Media & Internet Telephony

As more services move to IP the boundaries between them will blur. Take Alec Saunders relaying that JaJah  has signed a distribution agreement with three European media companies  – to provide free telephone calling.

The media companies get new services that drive people to their web sites, and are probably linked to their properties in other ways. JaJah gets promotion and a piece of the new ad revenue.

It’s too early to say who the winners will be because a lot of that will be buried in the subtleties of the agreement and the interpretation as the parties roll this out – but I bet both parties want to assert themselves in the customers mind – because it’s that identification where the ultimate value will flow.

In the short term the media companies not only give use things to talk about – but now they give us a cheap easy to use way to do that.  What’s not to like about that – expecially if it gives the companies new opportunities to innovate their web presence.

The Power of Voice

A London service – Directionless Enquirers – shows what you can do if you mix social networking, mobile and Internet voice a web site with people’s innate interest in helping one another.

Essentially what they want to do is replace soulless direction sources with real people helping real people.

What’s interesting to me is not the directions – but the whole range of secondary, and very useful information that can, and likely will be provided by linking 2 people. The inevitable result of a call will be more than directions – but likely include recommendations of other things (restaurants, plays stores etc) the seeker in interested in. And the power of those recommendations will much higher than a side bar advertisement – both because its delivered by a trusted source (otherwise I wouldn’t trust the directions) and it’s based on what’s explicitly shared during the conversation.
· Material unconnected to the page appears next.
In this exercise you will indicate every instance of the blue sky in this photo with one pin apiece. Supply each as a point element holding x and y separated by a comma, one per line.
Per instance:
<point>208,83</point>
It’s the promise of real-time and personal connection that is mediated by the web that I find most exciting about this application. This service may not be successful, and there are certainly a number of issues that come to mind – but the insight at people might speak to complete strangers (as they might on the street) when the connection is mediated by a web service is a valuable step toward new web applications including one that has applicability to media – social marketing.